I am not sure there is evidence for a personal or a unique unchangeable eternal self in a soul-like sense, but its interesting to consider whether our selves are formed only from experience or if there is a strong inherited component, not just genetically and unique to each indidividual, but somehow embdedded in the physical brain structures that contribute to a raised level of consciousness in humans. For example, Chomsky believes all humans have an inborn language ability and Jung believed we have a common unconscious which is a repository of primordial archetypes.

I suppose these mystics or god-men or jesus, budha and all the other mystics, might argue that they have inherited or develoed an even greater level of consciousness, a sort of cosmic or universal consciousness, which is the next evolutionary step up from being self-aware.

It seems alot like metaphysics and speculation without much scientific evidence, but if we as humans have evoleved brains that predispose us towards certain behaviour or to have certain abilities that make us a very distinct kind of self-aware animal, perhaps we humans are starting to evolve a different (or higher) level of consciousness.


Hi George,

An interesting read that follows along with your last thought, from wiki:

The magnum opus of Bucke's career was a book that he researched and wrote over many years titled Cosmic Consciousness: A Study in the Evolution of the Human Mind.
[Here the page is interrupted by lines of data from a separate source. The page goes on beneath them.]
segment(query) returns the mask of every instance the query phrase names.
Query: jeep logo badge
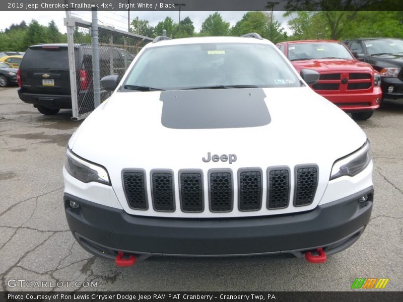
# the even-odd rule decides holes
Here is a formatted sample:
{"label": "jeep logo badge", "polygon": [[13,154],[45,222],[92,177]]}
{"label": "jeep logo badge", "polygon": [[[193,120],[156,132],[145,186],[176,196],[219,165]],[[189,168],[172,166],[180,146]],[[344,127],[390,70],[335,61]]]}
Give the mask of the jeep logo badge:
{"label": "jeep logo badge", "polygon": [[228,155],[223,154],[221,156],[218,154],[213,154],[213,156],[212,156],[211,152],[209,152],[207,154],[207,156],[206,157],[202,158],[202,160],[205,163],[208,163],[210,161],[213,161],[217,163],[221,160],[222,162],[228,161],[230,164],[232,164],[232,163],[236,162],[236,155],[235,154],[229,154]]}

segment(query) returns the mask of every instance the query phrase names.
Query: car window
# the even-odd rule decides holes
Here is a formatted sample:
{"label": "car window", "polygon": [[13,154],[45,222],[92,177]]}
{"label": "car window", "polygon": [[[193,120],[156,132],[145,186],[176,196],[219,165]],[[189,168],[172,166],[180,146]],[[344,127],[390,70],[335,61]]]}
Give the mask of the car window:
{"label": "car window", "polygon": [[357,54],[363,53],[361,43],[357,41],[353,41],[351,43],[351,46],[350,46],[350,49],[352,52],[355,52]]}
{"label": "car window", "polygon": [[339,43],[296,43],[288,46],[288,58],[291,61],[325,58],[354,58]]}
{"label": "car window", "polygon": [[67,47],[29,48],[21,65],[24,68],[69,69]]}
{"label": "car window", "polygon": [[364,41],[367,51],[371,55],[380,54],[401,54],[403,53],[403,40],[378,39]]}
{"label": "car window", "polygon": [[222,85],[298,87],[300,83],[274,46],[202,43],[145,50],[124,85],[174,90]]}

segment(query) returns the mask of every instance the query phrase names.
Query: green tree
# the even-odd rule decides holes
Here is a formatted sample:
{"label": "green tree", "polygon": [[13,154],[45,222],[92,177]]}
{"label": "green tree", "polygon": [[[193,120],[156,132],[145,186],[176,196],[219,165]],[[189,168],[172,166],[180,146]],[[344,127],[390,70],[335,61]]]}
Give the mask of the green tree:
{"label": "green tree", "polygon": [[167,31],[167,36],[170,37],[172,35],[173,38],[175,37],[175,33],[176,31],[177,25],[173,22],[172,18],[167,17],[163,21],[158,22],[155,28],[155,34],[157,36],[162,35],[163,30]]}
{"label": "green tree", "polygon": [[273,43],[286,40],[287,33],[281,23],[272,18],[271,13],[248,12],[231,29],[234,36],[255,32]]}
{"label": "green tree", "polygon": [[155,37],[154,28],[150,25],[148,20],[140,20],[138,17],[130,23],[130,32],[147,37]]}
{"label": "green tree", "polygon": [[34,44],[48,43],[46,28],[34,19],[31,22],[25,33],[25,49]]}
{"label": "green tree", "polygon": [[194,34],[194,26],[193,21],[188,17],[186,17],[179,22],[180,27],[179,28],[180,32],[177,32],[176,38],[184,38],[186,37],[193,37]]}
{"label": "green tree", "polygon": [[51,20],[48,24],[46,31],[50,43],[60,43],[62,41],[62,35],[59,31],[59,29],[53,20]]}
{"label": "green tree", "polygon": [[210,15],[202,24],[202,36],[227,36],[229,33],[230,23],[223,20],[221,15],[216,12]]}

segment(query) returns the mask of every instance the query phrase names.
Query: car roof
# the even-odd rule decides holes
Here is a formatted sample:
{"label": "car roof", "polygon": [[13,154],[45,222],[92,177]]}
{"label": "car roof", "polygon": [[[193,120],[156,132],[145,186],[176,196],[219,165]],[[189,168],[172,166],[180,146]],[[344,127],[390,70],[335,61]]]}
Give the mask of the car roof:
{"label": "car roof", "polygon": [[277,44],[296,44],[299,43],[340,43],[340,41],[336,40],[296,40],[295,41],[285,41]]}
{"label": "car roof", "polygon": [[193,37],[191,38],[181,38],[179,39],[168,39],[161,40],[155,43],[149,43],[145,47],[154,47],[161,46],[178,45],[189,44],[209,43],[260,43],[273,44],[265,39],[260,40],[257,38],[246,37]]}

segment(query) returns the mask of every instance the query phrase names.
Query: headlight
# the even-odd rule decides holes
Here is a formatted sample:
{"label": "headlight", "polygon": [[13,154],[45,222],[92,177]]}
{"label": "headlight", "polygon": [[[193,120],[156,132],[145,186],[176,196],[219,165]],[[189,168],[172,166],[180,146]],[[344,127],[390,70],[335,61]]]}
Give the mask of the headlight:
{"label": "headlight", "polygon": [[378,72],[374,73],[374,86],[381,86],[381,75]]}
{"label": "headlight", "polygon": [[397,78],[397,76],[400,72],[400,69],[394,67],[384,68],[380,71],[380,73],[381,76],[385,78]]}
{"label": "headlight", "polygon": [[369,149],[369,141],[367,140],[358,150],[334,162],[330,180],[344,175],[354,176],[362,171],[371,162]]}
{"label": "headlight", "polygon": [[83,182],[95,181],[110,185],[108,172],[104,168],[78,157],[68,148],[66,149],[64,167],[69,174]]}

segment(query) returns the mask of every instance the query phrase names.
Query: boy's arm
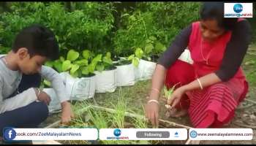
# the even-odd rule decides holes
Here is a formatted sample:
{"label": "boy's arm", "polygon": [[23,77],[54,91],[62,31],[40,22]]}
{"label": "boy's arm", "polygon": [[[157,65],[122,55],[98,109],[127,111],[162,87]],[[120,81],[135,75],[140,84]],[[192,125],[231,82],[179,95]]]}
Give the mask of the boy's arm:
{"label": "boy's arm", "polygon": [[50,67],[42,66],[40,73],[43,78],[51,82],[61,103],[69,100],[69,97],[66,93],[64,81],[56,71]]}
{"label": "boy's arm", "polygon": [[45,66],[42,66],[41,74],[42,77],[51,82],[52,86],[61,103],[61,123],[63,124],[68,124],[71,120],[71,118],[74,117],[74,115],[71,110],[71,105],[69,102],[68,102],[69,97],[67,96],[67,93],[66,93],[64,80],[56,71]]}
{"label": "boy's arm", "polygon": [[31,88],[13,97],[4,100],[3,80],[0,77],[0,114],[25,107],[37,99],[35,91]]}

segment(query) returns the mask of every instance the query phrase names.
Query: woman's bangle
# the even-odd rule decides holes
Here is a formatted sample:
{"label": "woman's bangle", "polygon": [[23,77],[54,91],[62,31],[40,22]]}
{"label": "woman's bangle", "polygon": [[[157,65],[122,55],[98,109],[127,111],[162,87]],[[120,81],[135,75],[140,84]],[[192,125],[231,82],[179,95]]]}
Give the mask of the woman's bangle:
{"label": "woman's bangle", "polygon": [[199,80],[198,78],[197,78],[197,82],[198,82],[198,83],[199,83],[200,88],[201,88],[201,90],[203,90],[203,85],[202,85],[202,84],[201,84],[201,82],[200,81],[200,80]]}
{"label": "woman's bangle", "polygon": [[151,102],[155,102],[155,103],[157,103],[158,105],[159,104],[159,103],[158,102],[158,101],[154,100],[154,99],[151,99],[151,100],[149,100],[149,101],[148,101],[148,103],[151,103]]}
{"label": "woman's bangle", "polygon": [[160,91],[158,89],[157,89],[157,88],[152,88],[151,90],[157,91],[158,93],[160,93]]}
{"label": "woman's bangle", "polygon": [[37,90],[37,96],[39,96],[41,93],[41,90],[38,88],[36,88],[36,89]]}

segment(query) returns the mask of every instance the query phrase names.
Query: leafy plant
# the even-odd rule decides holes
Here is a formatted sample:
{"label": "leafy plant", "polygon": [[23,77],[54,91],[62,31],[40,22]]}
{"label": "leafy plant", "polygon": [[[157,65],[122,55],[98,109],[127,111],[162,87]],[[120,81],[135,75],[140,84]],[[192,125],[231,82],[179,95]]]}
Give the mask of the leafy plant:
{"label": "leafy plant", "polygon": [[97,62],[96,69],[100,72],[104,70],[109,70],[113,68],[113,63],[111,59],[111,53],[108,52],[103,58],[102,54],[98,55],[98,58],[95,60],[94,62]]}
{"label": "leafy plant", "polygon": [[159,41],[157,40],[157,38],[151,36],[146,40],[146,45],[143,47],[144,54],[143,58],[151,61],[152,61],[152,56],[159,55],[160,53],[164,52],[166,50],[166,47],[162,45]]}
{"label": "leafy plant", "polygon": [[132,61],[132,64],[138,67],[140,63],[140,59],[142,58],[144,52],[140,48],[137,48],[135,54],[128,57],[128,61]]}

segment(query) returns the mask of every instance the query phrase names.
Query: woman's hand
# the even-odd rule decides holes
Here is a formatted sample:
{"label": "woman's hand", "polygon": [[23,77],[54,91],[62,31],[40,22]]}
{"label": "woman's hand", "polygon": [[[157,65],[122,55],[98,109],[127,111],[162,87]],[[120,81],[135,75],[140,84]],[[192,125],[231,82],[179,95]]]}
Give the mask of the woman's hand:
{"label": "woman's hand", "polygon": [[74,114],[72,111],[70,104],[68,101],[64,101],[64,103],[61,103],[61,124],[69,125],[72,119],[74,118]]}
{"label": "woman's hand", "polygon": [[151,122],[153,126],[158,127],[159,107],[156,102],[149,102],[146,105],[146,116]]}
{"label": "woman's hand", "polygon": [[173,93],[167,100],[167,104],[170,105],[170,107],[175,107],[177,104],[181,101],[182,96],[187,92],[185,86],[180,87],[174,91]]}

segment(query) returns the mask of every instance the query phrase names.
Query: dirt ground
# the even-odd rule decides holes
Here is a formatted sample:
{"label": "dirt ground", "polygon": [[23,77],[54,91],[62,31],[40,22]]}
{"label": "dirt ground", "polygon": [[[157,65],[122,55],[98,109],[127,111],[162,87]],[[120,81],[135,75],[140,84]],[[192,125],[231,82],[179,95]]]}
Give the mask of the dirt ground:
{"label": "dirt ground", "polygon": [[[246,75],[249,83],[249,92],[246,95],[246,99],[255,101],[253,104],[249,101],[244,101],[236,111],[236,116],[231,123],[225,128],[251,128],[254,131],[254,137],[250,141],[200,141],[200,144],[256,144],[256,45],[251,45],[248,54],[246,54],[242,68]],[[128,108],[137,112],[138,114],[143,115],[143,105],[146,101],[146,97],[151,87],[151,80],[139,81],[133,86],[118,88],[114,93],[97,93],[94,99],[89,99],[89,102],[94,104],[111,108],[111,104],[117,102],[120,94],[124,96],[128,103]],[[168,118],[165,116],[165,104],[160,101],[160,118],[177,123],[192,126],[188,117],[178,118]],[[60,114],[50,115],[40,127],[45,127],[60,119]]]}

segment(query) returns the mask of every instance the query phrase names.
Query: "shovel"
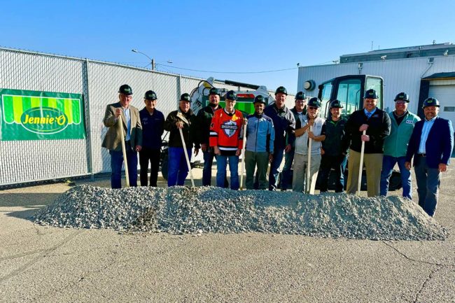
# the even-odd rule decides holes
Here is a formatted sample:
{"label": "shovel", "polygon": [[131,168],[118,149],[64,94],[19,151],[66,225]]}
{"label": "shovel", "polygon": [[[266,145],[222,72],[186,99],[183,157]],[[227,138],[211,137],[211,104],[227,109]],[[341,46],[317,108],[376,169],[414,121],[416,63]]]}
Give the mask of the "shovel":
{"label": "shovel", "polygon": [[[188,125],[190,123],[188,120],[181,114],[181,113],[177,113],[177,117],[181,118],[184,122],[187,123]],[[183,146],[183,153],[185,154],[185,159],[186,159],[186,164],[188,166],[188,171],[190,172],[190,177],[191,178],[191,185],[192,187],[195,187],[195,179],[192,178],[192,171],[191,171],[191,164],[190,164],[190,159],[188,158],[188,154],[186,153],[186,143],[185,143],[185,139],[183,138],[183,132],[182,129],[179,128],[178,132],[180,132],[180,139],[182,140],[182,146]]]}
{"label": "shovel", "polygon": [[241,150],[241,174],[240,174],[240,190],[244,189],[244,171],[245,170],[245,146],[246,146],[246,120],[244,124],[244,142]]}
{"label": "shovel", "polygon": [[[363,135],[367,134],[367,131],[364,130]],[[357,183],[357,195],[360,195],[360,185],[362,185],[362,170],[363,169],[363,154],[365,153],[365,141],[362,141],[362,149],[360,150],[360,165],[358,167],[358,183]]]}
{"label": "shovel", "polygon": [[[313,127],[309,126],[309,131],[313,132]],[[309,195],[314,195],[314,189],[310,183],[311,176],[310,176],[310,167],[312,164],[312,141],[313,140],[311,138],[308,138],[308,165],[307,166],[307,192]]]}
{"label": "shovel", "polygon": [[125,163],[125,176],[127,181],[127,188],[130,187],[130,174],[128,174],[128,161],[127,160],[127,149],[125,146],[125,134],[123,134],[123,123],[122,117],[119,116],[118,127],[120,129],[120,137],[122,138],[122,152],[123,152],[123,162]]}

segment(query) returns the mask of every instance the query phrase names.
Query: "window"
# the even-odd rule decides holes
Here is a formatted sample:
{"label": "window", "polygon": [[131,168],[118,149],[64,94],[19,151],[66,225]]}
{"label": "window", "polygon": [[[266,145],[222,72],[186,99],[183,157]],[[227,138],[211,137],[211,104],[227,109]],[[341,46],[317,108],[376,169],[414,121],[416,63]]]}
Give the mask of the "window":
{"label": "window", "polygon": [[322,95],[321,96],[321,116],[328,117],[328,103],[332,95],[333,85],[331,82],[323,83],[322,87]]}
{"label": "window", "polygon": [[380,78],[367,77],[365,90],[373,89],[377,94],[378,108],[382,109],[382,79]]}
{"label": "window", "polygon": [[350,115],[358,109],[361,99],[360,79],[346,79],[340,82],[337,99],[343,104],[344,115]]}

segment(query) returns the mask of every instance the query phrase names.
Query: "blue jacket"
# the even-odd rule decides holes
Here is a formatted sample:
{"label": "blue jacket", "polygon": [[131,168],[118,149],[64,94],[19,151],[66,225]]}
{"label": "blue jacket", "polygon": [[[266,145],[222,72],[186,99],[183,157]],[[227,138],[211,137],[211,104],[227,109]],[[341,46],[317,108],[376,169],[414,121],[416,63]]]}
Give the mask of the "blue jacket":
{"label": "blue jacket", "polygon": [[161,136],[164,132],[164,115],[157,109],[150,115],[144,107],[139,111],[139,116],[142,124],[142,147],[149,149],[161,148]]}
{"label": "blue jacket", "polygon": [[[406,153],[407,162],[411,162],[412,157],[419,152],[424,122],[425,120],[417,122],[414,127]],[[453,149],[454,128],[451,121],[436,117],[425,143],[426,164],[428,167],[437,169],[440,163],[449,164]]]}
{"label": "blue jacket", "polygon": [[293,136],[293,132],[295,130],[294,114],[286,106],[282,108],[278,108],[274,103],[264,109],[264,114],[273,120],[273,126],[275,129],[274,150],[275,152],[284,150],[286,145],[293,143],[293,140],[288,137]]}
{"label": "blue jacket", "polygon": [[253,153],[273,153],[275,130],[273,121],[265,115],[250,115],[247,117],[246,146],[245,149]]}

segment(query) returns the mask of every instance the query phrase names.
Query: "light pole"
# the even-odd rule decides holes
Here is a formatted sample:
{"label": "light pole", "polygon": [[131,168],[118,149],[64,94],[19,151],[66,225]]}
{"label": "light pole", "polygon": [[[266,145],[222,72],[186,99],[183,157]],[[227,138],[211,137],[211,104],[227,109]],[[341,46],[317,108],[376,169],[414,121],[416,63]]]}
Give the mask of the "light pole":
{"label": "light pole", "polygon": [[144,56],[146,56],[146,57],[148,57],[148,59],[149,59],[149,60],[150,61],[150,62],[152,63],[152,71],[155,71],[155,59],[153,59],[153,58],[150,58],[150,57],[148,57],[147,55],[144,54],[144,52],[139,52],[139,50],[135,50],[135,49],[134,49],[134,48],[133,48],[132,50],[131,50],[131,51],[133,52],[139,52],[139,54],[142,54],[142,55],[144,55]]}

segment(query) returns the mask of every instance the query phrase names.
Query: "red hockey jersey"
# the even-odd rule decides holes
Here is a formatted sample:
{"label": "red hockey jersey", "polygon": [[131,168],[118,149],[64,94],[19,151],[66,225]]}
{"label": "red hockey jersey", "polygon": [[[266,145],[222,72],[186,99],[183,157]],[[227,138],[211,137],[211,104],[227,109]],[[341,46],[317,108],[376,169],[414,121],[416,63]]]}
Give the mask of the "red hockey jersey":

It was published the year before his death in 1901, and has been continuously republished ever since. In it, Bucke described his own experience, that of contemporaries (most notably Whitman, but also unknown figures like "C.P."), and the experiences and outlook of historical figures including Buddha, Jesus, Paul, Plotinus, Muhammad, Dante, Francis Bacon, and William Blake.

Bucke developed a theory involving three stages in the development of consciousness: the simple consciousness of animals; the self-consciousness of the mass of humanity (encompassing reason, imagination, etc.); and cosmic consciousness — an emerging faculty and the next stage of human development. Among the effects of this progression, he believed he detected a lengthy historical trend in which religious conceptions and theologies had become less and less fearful.

Surprisingly, to Bucke it seemed this progression is as much evolutionary as spiritual (the work of Charles Darwin probably dominated most educated discourse in the late nineteenth century). In Cosmic Consciousness (starting with Part II, Chapter 2, Section IV) he explains how animals developed the hearing sense (noise detection) in order to survive. Noise detection evolves by including frequency measurements which we experience as tones. Further development in this area culminates in the ability to experience and enjoy music. Likewise, animals developed the sense of light detection which then progressed to black-and-white vision. Some animals (including humans) progressed further by including frequency measurements which we experience as colors, but only mankind extended this into the appreciation of visual beauty, including art. Bucke states that initially, only a small number of humans would have been able to experience music or see colors, but eventually these new traits would race through human society until only a very small number of people would not be able to hear music or experience colors.